IOT-5G USER TRACKING IN A 5G NETWORK USING 60 GHZ MM-WAVES BASED ON AN ABF-ED ALGORITHMS FOR A CLUTTERED INDOOR ENVIRONMENT
Keywords: IoT, 5G, 60 GHz, Mm-waves, Channel propagation, Path loss, ABF-ED
Abstract. This paper presents a user tracking algorithm in an IoT-5G Network (or IoT-5GN). Hereby, we aim at studying and evaluating the sensing performances of the IoT-5G Access Point (or IoT-5G AP) primary signal by the IoT-5G user in a cluttered indoor environment using an energy detector (or ED) algorithm and an Alpha-&-Beta Filter (ABF or α-β-F) estimator. The 5G primary signal (or 5G-PS) frequency that we would like to detect is: 60 GHz.
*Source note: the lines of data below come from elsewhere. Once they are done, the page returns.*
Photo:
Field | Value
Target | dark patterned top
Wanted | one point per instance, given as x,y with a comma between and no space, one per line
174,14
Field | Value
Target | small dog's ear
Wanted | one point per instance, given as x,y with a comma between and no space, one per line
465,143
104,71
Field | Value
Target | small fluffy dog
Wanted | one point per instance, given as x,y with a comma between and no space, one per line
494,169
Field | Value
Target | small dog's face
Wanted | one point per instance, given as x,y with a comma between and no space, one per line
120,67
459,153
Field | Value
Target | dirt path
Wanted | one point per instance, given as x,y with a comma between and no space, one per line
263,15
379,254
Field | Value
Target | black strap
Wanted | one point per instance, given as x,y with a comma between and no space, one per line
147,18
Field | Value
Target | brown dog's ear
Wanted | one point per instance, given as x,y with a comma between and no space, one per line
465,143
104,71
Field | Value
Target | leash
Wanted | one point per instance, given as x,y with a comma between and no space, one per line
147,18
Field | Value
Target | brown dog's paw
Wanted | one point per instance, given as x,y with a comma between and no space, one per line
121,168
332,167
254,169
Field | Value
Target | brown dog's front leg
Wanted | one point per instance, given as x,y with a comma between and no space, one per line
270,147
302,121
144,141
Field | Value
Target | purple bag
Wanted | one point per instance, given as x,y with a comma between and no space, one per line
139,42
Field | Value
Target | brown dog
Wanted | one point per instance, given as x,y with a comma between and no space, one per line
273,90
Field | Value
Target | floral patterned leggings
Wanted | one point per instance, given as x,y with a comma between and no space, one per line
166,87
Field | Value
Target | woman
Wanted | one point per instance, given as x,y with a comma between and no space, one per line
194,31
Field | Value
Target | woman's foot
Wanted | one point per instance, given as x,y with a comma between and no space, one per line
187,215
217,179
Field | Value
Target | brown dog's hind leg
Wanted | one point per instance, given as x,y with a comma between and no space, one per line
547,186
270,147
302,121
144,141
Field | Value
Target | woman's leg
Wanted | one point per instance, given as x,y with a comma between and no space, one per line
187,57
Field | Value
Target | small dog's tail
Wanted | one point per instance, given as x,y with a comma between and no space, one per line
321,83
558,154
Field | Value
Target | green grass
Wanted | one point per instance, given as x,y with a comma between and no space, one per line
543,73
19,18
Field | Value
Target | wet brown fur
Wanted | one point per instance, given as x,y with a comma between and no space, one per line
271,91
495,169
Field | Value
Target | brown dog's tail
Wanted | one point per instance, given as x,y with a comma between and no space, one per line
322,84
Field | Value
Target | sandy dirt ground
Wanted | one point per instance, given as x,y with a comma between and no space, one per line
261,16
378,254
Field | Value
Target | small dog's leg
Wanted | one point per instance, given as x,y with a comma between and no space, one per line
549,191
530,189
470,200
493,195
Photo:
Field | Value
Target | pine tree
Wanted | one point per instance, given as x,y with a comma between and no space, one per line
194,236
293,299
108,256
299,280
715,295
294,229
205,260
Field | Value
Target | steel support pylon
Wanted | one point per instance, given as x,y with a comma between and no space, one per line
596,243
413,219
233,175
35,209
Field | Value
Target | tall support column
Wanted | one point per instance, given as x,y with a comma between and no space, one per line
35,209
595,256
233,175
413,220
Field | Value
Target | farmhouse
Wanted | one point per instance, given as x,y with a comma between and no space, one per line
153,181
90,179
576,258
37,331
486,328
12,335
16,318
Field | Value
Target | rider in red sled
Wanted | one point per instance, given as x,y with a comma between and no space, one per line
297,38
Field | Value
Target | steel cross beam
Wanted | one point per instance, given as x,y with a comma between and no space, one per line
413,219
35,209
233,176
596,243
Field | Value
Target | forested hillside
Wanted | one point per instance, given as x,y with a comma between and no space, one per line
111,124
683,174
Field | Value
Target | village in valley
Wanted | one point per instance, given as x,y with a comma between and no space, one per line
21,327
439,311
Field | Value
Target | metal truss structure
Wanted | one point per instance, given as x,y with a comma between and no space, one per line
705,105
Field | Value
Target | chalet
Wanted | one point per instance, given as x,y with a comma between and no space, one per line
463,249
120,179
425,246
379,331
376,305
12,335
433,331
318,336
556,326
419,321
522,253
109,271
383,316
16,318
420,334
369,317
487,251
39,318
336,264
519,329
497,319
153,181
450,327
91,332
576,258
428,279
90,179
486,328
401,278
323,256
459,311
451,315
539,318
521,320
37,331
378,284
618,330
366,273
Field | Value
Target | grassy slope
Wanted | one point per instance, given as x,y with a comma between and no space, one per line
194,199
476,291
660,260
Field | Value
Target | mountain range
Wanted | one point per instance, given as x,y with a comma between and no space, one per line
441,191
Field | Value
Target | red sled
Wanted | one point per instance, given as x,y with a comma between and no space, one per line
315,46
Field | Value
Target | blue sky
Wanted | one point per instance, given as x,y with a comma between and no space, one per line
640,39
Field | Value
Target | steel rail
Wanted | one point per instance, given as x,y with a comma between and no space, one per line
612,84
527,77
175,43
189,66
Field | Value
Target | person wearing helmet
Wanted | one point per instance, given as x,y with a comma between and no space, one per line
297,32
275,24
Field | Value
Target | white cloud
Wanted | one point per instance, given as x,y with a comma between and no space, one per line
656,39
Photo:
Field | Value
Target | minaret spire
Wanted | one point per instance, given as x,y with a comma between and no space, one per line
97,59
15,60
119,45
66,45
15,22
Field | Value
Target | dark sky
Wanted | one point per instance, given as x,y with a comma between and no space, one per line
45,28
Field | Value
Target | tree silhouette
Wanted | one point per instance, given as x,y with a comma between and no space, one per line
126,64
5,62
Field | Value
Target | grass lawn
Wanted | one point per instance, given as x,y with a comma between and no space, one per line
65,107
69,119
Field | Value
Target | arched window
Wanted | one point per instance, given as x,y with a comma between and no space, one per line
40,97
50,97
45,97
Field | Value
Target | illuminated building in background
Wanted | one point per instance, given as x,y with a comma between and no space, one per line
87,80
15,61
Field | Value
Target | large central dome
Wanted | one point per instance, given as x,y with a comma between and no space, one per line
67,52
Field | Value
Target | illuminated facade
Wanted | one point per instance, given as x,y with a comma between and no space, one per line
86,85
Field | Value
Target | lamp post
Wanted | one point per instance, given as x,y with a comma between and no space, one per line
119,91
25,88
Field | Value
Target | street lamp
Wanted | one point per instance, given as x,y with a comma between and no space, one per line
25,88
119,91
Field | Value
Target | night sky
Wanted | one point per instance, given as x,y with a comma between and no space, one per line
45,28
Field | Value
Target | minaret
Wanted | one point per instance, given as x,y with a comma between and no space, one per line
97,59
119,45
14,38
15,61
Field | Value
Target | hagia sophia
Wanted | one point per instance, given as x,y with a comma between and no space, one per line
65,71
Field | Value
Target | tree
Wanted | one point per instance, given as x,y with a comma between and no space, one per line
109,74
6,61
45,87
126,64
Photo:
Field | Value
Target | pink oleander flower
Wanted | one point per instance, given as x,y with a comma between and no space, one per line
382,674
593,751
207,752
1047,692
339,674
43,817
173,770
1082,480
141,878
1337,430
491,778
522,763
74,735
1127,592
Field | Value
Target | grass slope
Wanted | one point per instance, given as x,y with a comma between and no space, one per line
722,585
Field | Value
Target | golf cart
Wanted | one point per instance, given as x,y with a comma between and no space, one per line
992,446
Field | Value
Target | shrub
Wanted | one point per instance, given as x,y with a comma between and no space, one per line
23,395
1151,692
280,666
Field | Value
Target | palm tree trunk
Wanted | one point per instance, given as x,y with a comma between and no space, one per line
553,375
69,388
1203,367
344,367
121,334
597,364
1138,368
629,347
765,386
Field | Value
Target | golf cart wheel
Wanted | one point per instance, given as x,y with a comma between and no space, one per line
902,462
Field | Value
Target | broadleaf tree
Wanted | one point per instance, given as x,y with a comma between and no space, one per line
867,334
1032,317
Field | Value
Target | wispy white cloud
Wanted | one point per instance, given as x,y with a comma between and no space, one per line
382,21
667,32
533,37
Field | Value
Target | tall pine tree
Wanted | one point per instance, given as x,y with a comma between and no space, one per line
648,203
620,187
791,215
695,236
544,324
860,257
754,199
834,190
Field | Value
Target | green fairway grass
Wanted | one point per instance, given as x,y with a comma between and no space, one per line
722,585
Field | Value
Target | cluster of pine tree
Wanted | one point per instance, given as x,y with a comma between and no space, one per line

As a result, the 5G-PS sensing via the proposed ABF-ED algorithm, enabled us to track the IoT-5G user inside of the IoT-5G AP coverage area. The performances of the proposed ABF-ED algorithm in this paper work is evaluated by the probability of total detection error (or PTDE) measure. Through different scenarios simulations, the performances and robustness of the proffered algorithm are demonstrated.